Claro! Inclusive porque os mais jovens têm menos medo de errar, já que
não são eles que normalmente pagam por aparelhos quebrados. Um bebê pode
esmurrar um eletrônico até fazê-lo funcionar.
Já estou preparada para a reação dos espertinhos. Convivo com eles há
tempo suficiente para saber como mistificam pequenos saberes. Posam de
modernos, avançados, mas agem como tiranetes. O lado B da indústria da
tecnologia é forçar o público a perder tempo, engolir custos e servir
interesses alheios.
Imersa nesse pensamento, recebo mensagem pelo Facebook: "Ouça com as
mãos, veja com o celular. Som na caixa: Novo clipe interativo do Arcade
Fire. ARRASADOR!!!!"
Gosto deles, então cliquei. Fui levada a uma página que pediu um código
que eu não tinha. Li com atenção. A página informava aos sem-código como
obter um: acessar o endereço pelo computador.
Então iPad não é computador? OK. Tudo pelo Arcade Fire. Fui ao
escritório e liguei o micro. Então a página carregou diferente e veio a
mensagem fatal, em inglês: "Esta experiência não é apoiada pelo seu
navegador. Por favor, tente de novo usando o Google Chrome".
Pronto. Conheço esses truques há quase 20 anos. Chrome é o software que o
Google desenvolveu para concorrer com navegadores de outras empresas.
Já usei razoavelmente o Chrome.
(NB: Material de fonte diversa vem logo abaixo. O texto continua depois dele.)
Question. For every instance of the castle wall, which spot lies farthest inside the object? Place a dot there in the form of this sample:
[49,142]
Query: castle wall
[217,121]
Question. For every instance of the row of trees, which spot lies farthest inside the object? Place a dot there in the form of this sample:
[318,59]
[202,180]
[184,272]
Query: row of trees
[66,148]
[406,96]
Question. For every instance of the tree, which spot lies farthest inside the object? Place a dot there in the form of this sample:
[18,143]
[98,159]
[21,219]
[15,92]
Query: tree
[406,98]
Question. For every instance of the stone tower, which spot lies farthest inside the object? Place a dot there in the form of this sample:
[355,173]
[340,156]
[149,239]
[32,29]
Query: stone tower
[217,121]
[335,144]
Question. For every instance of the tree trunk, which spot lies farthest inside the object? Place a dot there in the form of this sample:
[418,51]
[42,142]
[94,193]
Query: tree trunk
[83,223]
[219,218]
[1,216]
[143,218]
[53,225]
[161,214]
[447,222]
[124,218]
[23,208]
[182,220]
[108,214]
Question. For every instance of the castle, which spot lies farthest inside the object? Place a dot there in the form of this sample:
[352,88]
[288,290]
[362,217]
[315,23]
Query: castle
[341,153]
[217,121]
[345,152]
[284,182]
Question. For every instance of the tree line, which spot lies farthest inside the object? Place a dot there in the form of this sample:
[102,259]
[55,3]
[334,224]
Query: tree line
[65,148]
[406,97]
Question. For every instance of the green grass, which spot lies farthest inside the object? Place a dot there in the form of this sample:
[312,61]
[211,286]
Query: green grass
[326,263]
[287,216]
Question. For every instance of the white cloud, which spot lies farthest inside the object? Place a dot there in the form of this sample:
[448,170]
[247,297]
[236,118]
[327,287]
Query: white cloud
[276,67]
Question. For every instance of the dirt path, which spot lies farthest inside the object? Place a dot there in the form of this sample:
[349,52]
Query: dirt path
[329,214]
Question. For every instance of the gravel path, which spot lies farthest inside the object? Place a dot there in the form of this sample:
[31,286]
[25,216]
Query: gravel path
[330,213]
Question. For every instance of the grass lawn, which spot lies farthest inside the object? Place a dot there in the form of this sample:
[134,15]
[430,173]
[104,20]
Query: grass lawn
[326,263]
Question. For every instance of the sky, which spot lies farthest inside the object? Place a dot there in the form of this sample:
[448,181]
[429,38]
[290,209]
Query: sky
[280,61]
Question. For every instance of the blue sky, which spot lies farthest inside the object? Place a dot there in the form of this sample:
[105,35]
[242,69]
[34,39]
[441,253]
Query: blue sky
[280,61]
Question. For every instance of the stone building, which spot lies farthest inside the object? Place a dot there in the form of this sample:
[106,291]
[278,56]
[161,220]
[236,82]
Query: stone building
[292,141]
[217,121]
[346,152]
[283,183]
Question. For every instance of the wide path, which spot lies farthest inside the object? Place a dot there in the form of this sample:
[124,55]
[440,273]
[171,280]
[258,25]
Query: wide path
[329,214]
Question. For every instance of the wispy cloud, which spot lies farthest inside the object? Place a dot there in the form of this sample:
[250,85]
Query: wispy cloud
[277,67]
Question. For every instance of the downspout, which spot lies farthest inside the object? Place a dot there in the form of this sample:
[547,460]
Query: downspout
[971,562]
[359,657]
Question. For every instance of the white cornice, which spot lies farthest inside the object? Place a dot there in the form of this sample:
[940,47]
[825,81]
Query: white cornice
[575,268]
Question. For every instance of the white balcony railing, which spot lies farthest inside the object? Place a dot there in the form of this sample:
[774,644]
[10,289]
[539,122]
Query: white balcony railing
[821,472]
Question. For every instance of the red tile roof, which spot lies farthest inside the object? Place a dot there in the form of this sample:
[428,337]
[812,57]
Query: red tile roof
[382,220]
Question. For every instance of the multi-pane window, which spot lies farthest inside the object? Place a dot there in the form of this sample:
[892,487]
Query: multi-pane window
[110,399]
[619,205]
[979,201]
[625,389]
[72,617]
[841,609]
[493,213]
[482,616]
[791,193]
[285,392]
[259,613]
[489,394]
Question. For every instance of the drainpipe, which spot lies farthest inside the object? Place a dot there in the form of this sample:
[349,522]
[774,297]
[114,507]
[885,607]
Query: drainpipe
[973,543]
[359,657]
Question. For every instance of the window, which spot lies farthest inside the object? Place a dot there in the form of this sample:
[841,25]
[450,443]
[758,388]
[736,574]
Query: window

Acho até que ele serviu para que os
demais fabricantes melhorassem seus produtos. Mas daí a querer baixar
mais um software e entupir meus equipamentos. Hello, Google. Não poderia
ter feito propaganda sem obrigar as pessoas a baixar o Chrome? Vocês
acham que de graça (videoclipe) vale até ônibus errado (software que não
quero)?
Estamos num mundo em que a propaganda não pode ser claramente
propaganda. Tem de vir disfarçada de "conteúdo". Quanto mais disfarçada,
melhor. Como aqueles três caracteres (#ad) que algumas pessoas estão
usando no Twitter. Eles não se importam que boa parte do público não
saiba que "ad" é abreviatura de anúncio publicitário, só que em inglês.
Que a propaganda venha disfarçada de "conteúdo" é melhor para quem,
mesmo? Para quem ganha com ela, claro.
Muitos profissionais de informática, internet e marketing vão se irritar
com estes comentários e me chamar de ingênua, se não partirem para
reações mais agressivas. Paciência. Estamos quites. Também estou
irritada com os comentários deles, de que "não custa nada" baixar um
monte de coisas, que o Chrome é muito melhor que os concorrentes, que o
preço da evolução é "esse mesmo", que o Google nos proporciona música
"de graça".
O problema é que o mundo da tecnologia fica cada vez mais complicado
porque muita, muita gente mesmo ganha com essa complicação dos infernos.